Les proies donne un éclairage sur la conception très puritaine et ambiguë du sexe propre au cinéma américain et à une certaine culture occidentale. Le désir féminin se traduit par un dérèglement physique qui peut mener à la violence. Ces innocentes qu’on protège des soldats de passage peuvent se transformer en simili-sorcières, convertir leurs désirs inassouvis en désir de meurtre. Quant à l’homme, c’est par définition un être menaçant, incapable de tenir sa bite et qui a d’ailleurs du mal à comprendre qu’on le lui reproche ! Il est amusant de voir Clint Eastwood, les yeux révulsés s’indigner qu’on lui fasse payer chèrement ses incartades. La légèreté masculine et l’assouvissement de désirs simples provoquent le déchaînement de forces féminines insoupçonnées. Il faut dire que ce beau soldat mutilé par la guerre, c’est un peu le Christ couvert de stigmates qu’on avait recueilli par charité. Une pietà apparaît d’ailleurs dans un des passages les plus débridés du film. McBurney n’est hélas pas le Christ et Mme Martha loin d’être la vierge Marie ! L’acte de bonté et de bienveillance, recueillir un soldat ennemi, sont dévoyés pour des raisons bassement charnelles.

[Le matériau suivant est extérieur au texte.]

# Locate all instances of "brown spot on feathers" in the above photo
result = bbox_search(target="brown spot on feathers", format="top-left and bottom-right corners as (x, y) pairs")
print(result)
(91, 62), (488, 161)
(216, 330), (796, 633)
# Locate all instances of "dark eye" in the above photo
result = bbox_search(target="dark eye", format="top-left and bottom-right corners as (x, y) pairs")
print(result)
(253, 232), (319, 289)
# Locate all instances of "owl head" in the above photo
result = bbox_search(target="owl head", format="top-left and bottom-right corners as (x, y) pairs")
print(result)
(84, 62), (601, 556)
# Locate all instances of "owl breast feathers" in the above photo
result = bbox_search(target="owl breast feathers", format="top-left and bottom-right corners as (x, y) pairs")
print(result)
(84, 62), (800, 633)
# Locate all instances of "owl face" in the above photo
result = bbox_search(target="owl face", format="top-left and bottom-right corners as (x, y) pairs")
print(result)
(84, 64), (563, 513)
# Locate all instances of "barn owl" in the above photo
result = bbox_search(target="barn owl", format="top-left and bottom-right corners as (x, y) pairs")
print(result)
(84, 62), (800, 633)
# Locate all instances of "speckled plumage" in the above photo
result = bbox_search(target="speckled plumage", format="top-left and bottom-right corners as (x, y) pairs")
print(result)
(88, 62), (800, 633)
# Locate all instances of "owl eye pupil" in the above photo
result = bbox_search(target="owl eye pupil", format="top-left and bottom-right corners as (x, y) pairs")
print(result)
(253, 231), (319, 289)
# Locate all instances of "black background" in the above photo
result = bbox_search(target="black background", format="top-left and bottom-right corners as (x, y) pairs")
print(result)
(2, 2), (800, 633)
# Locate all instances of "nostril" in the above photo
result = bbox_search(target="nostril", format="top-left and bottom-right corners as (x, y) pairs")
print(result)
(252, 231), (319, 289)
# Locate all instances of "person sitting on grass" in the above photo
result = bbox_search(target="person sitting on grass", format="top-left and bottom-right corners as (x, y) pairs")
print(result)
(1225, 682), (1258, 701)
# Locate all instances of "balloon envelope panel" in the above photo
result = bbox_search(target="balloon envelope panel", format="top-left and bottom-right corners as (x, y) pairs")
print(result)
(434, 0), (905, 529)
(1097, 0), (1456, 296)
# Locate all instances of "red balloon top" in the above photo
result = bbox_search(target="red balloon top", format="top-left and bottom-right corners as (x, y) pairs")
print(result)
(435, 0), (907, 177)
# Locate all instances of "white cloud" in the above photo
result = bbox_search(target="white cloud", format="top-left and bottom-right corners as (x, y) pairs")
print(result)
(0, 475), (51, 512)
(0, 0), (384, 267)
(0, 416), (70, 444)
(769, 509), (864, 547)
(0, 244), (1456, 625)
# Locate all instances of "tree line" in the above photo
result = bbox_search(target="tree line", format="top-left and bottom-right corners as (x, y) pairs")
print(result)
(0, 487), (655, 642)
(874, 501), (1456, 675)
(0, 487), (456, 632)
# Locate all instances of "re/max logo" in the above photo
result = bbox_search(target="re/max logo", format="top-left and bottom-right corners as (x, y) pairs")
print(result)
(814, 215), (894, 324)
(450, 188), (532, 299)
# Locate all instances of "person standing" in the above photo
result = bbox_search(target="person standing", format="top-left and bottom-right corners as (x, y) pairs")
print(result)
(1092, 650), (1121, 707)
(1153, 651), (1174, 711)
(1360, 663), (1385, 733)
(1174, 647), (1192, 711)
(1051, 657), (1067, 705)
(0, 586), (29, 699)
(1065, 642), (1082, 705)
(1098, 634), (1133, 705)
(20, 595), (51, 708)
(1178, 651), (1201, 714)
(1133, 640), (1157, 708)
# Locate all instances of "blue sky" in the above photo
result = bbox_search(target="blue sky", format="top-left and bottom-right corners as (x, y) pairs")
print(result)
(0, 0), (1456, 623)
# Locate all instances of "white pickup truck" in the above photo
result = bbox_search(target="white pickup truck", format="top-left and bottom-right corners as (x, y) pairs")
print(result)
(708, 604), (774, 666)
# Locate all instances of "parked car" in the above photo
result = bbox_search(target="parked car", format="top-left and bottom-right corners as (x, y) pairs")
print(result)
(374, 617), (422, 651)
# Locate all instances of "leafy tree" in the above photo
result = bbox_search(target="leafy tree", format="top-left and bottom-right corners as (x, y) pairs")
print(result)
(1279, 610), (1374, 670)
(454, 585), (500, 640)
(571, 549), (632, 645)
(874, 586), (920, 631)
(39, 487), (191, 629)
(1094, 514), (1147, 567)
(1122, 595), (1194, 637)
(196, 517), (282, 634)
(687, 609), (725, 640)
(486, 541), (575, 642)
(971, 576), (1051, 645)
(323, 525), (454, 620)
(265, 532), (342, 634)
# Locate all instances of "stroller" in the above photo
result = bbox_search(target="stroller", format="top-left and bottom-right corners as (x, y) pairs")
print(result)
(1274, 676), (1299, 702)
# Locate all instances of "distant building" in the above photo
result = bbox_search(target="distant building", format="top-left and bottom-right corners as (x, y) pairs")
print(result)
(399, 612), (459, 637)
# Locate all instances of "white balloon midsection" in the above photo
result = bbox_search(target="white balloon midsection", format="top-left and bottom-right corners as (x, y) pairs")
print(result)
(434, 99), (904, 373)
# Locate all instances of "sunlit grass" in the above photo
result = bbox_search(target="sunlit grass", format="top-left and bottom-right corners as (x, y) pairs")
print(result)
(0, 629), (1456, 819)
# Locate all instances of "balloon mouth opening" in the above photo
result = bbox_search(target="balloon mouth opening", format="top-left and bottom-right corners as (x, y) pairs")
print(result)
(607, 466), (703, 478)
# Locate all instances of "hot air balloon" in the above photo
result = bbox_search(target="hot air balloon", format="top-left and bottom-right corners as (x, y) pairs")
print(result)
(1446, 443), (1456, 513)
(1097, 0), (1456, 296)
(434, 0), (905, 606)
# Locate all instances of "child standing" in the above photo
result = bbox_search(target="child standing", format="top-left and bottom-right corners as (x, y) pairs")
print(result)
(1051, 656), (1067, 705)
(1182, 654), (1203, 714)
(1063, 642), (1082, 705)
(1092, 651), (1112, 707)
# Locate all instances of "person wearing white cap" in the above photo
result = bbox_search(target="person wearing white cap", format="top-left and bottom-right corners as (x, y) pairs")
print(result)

Certes on peut voir le film de Sofia Coppola (avec Elle Fanning, Kirsten Dunst et Nicole Kidman tout de même) mais c’est bien pâle à côté de ce film baroque, drôle et déréglé. Ajoutons que Clint Eastwood, massacré à l’époque par de nombreux critiques pour la faiblesse de son jeu d’acteur (Pauline Kael notamment), y joue remarquablement tout en mettant en danger son statut de grande star masculine.